Commanders and leaders
- Henry of Trastámara Bertrand Du Guesclin: Peter of Castille †

= Battle of Montiel =

1369 battle in La Mancha, Castile

The Battle of Montiel was fought on 14 March 1369 between the Franco-Castilian forces supporting Henry of Trastámara and the Granadian-Castilian forces supporting the reigning Peter of Castile.

==Background==
In 1366 there was a civil war of succession in Castile. The ruling Peter of Castile's forces were pitched against those of his half brother Henry of Trastámara, a bastard of the former king. Peter was supported by England, Trastámara by the French. Edward, Prince of Wales (known as the Black Prince), in his capacity as Prince of Aquitaine, led the English forces and the French were led by Bertrand du Guesclin. The reason Edward represented Aquitaine rather than England, was to avoid the breach of a peace treaty between the French and English that was in place at the time.

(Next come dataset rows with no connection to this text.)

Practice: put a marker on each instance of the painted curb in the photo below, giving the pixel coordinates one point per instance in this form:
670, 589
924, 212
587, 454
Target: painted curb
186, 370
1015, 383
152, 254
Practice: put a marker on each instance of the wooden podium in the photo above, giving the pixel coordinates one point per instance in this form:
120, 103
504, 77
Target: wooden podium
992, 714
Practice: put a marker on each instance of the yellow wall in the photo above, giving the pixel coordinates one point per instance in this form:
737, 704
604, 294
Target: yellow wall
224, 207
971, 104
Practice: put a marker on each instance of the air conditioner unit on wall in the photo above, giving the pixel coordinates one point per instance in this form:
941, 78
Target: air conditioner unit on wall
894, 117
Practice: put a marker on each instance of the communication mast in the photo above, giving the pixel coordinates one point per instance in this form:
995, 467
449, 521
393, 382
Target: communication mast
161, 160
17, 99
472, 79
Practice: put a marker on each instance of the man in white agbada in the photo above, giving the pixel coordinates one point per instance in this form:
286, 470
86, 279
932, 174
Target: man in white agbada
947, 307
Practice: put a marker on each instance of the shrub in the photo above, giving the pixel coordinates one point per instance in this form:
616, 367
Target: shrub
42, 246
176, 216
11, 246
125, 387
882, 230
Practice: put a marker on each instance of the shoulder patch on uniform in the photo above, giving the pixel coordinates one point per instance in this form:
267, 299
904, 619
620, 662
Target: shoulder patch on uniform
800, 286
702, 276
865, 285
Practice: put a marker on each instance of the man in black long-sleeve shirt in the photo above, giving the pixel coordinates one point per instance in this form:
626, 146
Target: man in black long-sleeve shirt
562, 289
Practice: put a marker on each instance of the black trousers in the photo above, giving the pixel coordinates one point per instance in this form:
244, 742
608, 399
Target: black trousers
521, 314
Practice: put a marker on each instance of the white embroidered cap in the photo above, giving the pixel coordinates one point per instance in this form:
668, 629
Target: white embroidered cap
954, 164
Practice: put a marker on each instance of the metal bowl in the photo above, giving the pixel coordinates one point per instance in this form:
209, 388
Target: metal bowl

The armies in support of Trastámara were defeated at the battle of Nájera in 1367, but Peter of Castile lost the advantage because he did not remunerate his ally the Black Prince. The Black Prince, also affected by dysentery, withdrew his support from Peter and returned to Aquitaine.

==Battle==

The Franco-Castilian force was led by Bertrand du Guesclin, while Peter of Castile led a Castilian-Granadine force.

==Aftermath==

After the battle, Peter fled to the castle of Montiel, where he became trapped. In an attempt to bribe Bertrand du Guesclin, Peter was lured into a trap outside his castle refuge. In the confrontation his half-brother Henry stabbed Peter multiple times. His death on 23 March 1369 marked the end of the Castilian Civil War. His victorious half-brother was crowned Henry II of Castille.

Henry made du Guesclin Duke of Molina and formed an alliance with the French King Charles V.
Between 1370 and 1376, the Castilian fleet provided naval support to French campaigns against Aquitaine and the English coast while du Guesclin recaptured Poitou and Normandy from the English.